Handling Data Drift
Datafold in CI compares PR branch data to production data to detect changes, preventing data drift from upstream changes.
Note
This section of the docs is only relevant if the data used as inputs during the PR build are inconsistent with the data used as inputs during the last production build. Please contact support@datafold.com if you’d like to learn more.
What is data drift in CI?
Data drift in CI occurs when the two data transformation builds that are compared by Datafold in CI have differing data outputs due to the upstream data inputs changing over time.
Tip
dbt users should implement Slim CI to prevent most instances of Data Drift.
Why should data drift in CI be prevented?
If this comparison is between CI and production data, and the two builds are not simultaneous, then differences in the data could be caused not by code changes, but by differences in upstream data—Data Drift.
This undermines the central goal of Datafold in CI, which is to illuminate the impact of the PR’s proposed code change by comparing two versions of the data.
Handling data drift with Datafold
The best way to prevent data drift is by building not once, but twice in CI: one build representing PR data, and another representing production.

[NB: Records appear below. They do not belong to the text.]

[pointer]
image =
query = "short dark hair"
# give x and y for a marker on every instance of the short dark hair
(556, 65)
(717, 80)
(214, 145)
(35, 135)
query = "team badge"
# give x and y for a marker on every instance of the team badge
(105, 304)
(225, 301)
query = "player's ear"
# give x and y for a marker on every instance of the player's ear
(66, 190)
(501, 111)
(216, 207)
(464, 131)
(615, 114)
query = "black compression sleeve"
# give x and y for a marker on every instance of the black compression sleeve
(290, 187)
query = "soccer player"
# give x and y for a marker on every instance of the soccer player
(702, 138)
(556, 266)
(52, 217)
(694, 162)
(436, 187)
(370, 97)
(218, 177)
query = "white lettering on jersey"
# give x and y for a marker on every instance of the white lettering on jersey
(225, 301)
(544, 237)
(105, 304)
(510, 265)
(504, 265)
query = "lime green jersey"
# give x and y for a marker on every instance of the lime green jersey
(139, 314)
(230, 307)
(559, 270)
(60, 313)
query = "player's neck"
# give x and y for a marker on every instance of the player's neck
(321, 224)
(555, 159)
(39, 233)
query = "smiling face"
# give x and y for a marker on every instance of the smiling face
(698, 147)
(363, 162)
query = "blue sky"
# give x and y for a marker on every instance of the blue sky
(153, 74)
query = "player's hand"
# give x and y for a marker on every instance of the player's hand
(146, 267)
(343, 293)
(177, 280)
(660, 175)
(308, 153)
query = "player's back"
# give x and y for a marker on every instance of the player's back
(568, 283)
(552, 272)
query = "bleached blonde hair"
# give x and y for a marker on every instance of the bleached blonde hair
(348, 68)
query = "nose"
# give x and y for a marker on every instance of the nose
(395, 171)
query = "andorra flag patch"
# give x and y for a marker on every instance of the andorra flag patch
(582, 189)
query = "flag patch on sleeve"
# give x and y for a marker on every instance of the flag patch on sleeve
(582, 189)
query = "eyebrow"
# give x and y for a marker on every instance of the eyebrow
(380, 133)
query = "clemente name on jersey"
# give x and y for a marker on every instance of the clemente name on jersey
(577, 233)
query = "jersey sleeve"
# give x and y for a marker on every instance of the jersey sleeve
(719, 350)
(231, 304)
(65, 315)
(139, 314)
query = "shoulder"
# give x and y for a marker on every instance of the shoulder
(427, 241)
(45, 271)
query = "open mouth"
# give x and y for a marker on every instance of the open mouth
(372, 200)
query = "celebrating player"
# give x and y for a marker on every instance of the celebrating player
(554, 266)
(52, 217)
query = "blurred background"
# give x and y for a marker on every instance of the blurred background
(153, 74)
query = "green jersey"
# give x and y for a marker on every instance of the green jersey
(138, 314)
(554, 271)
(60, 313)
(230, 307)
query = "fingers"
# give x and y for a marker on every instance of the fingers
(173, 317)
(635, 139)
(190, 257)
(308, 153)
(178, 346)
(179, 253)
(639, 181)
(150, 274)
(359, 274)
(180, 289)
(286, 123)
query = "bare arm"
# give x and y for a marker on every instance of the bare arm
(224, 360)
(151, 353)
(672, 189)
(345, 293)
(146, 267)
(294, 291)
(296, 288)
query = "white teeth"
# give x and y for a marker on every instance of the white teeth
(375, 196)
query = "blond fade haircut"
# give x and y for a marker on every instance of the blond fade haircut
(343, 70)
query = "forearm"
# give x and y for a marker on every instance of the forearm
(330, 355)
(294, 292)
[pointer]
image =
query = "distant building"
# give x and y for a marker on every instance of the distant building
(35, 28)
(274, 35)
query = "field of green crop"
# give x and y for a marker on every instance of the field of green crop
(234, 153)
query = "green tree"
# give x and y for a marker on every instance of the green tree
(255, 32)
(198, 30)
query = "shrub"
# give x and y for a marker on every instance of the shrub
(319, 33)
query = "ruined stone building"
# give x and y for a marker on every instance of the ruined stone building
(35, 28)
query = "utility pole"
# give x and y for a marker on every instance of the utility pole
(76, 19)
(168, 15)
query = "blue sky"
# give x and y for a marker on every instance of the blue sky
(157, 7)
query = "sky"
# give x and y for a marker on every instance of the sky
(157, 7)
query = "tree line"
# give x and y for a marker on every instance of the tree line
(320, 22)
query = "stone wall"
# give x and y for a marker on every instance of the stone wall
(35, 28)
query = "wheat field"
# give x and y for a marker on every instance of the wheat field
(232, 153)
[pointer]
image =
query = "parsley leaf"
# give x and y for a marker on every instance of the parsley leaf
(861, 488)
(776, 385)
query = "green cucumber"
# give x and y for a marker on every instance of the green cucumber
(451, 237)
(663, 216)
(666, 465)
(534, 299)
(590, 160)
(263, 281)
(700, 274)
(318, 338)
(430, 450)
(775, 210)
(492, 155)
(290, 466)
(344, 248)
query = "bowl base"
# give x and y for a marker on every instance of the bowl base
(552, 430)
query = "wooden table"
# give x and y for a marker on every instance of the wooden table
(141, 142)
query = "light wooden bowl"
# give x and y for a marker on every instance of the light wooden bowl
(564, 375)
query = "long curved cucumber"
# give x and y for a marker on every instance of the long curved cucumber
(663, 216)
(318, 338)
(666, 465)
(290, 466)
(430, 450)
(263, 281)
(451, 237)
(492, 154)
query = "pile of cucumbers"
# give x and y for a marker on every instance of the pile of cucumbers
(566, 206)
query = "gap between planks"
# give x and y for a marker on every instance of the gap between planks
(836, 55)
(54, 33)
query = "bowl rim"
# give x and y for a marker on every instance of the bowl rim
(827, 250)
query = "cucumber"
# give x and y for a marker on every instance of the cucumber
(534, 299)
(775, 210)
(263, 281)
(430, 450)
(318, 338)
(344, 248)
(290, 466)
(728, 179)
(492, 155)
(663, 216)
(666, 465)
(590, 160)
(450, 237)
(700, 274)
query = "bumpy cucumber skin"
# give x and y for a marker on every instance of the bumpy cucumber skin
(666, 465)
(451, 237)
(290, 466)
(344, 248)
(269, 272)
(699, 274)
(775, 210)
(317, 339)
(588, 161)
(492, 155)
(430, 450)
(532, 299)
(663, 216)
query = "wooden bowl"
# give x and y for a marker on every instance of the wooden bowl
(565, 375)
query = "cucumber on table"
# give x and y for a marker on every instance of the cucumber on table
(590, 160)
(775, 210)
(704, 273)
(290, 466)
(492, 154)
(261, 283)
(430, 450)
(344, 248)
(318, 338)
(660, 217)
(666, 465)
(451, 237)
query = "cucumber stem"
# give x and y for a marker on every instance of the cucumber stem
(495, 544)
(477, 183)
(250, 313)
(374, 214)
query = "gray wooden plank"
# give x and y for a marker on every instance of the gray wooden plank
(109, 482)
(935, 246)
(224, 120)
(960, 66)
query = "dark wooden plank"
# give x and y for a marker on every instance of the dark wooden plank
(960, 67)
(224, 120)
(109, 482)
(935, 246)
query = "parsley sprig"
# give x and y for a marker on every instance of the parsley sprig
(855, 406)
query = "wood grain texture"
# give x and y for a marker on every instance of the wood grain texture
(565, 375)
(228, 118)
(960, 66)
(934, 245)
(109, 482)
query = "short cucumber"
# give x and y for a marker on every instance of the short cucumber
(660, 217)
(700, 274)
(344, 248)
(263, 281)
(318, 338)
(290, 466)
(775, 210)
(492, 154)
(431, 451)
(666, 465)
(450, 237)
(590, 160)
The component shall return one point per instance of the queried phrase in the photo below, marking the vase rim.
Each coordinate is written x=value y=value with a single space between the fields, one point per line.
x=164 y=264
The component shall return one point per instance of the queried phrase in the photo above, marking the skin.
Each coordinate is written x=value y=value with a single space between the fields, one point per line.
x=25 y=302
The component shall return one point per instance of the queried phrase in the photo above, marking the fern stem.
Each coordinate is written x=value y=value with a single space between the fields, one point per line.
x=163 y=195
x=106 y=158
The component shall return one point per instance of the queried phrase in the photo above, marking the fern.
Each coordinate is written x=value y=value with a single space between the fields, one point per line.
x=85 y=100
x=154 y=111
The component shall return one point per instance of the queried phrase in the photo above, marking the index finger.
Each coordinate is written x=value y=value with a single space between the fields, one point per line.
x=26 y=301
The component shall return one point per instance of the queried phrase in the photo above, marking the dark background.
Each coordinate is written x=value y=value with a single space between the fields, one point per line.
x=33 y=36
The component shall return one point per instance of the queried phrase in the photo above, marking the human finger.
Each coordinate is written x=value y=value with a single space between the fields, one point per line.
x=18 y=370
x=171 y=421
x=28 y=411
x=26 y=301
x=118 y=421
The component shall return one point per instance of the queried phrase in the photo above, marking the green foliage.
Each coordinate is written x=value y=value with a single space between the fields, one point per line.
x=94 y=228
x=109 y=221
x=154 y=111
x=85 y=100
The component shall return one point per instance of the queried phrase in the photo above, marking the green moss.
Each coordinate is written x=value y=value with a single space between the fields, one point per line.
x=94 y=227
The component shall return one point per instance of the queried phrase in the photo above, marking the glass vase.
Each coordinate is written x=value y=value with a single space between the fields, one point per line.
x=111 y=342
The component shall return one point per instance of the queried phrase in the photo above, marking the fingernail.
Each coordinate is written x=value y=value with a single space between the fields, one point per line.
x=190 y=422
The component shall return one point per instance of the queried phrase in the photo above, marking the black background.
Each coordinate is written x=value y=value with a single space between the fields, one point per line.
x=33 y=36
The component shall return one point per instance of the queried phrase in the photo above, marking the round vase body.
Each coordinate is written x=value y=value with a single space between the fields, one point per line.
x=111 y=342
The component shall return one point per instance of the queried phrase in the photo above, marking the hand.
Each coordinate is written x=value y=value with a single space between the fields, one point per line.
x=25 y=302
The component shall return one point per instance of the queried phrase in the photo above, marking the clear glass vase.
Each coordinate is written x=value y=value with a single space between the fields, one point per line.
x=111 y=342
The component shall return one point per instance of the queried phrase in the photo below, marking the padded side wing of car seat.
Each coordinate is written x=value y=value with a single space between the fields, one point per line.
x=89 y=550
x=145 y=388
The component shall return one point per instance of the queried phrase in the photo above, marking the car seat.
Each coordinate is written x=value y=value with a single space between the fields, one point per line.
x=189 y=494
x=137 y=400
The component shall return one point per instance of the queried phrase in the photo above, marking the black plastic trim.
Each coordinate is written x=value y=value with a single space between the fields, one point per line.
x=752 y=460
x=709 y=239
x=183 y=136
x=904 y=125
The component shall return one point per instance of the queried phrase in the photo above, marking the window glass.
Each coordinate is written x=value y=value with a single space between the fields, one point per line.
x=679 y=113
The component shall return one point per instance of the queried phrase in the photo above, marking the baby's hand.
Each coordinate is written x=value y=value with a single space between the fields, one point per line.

These builds may use a reduced or filtered upstream data set to speed up the CI process while still providing rich insight into the data.
With this architecture, production data is not involved in Datafold diffing in CI.
Benefits of this architecture
- Comparing PR CI data to production can introduce noise if the most recent production job used outdated upstream data.
- By building two versions of the data in CI, you can ensure an apples-to-apples comparison that depends on the same version of upstream data.
- This approach ensures that Datafold diffing illustrates impact of only the code change, with no noise introduced by shifting upstream data.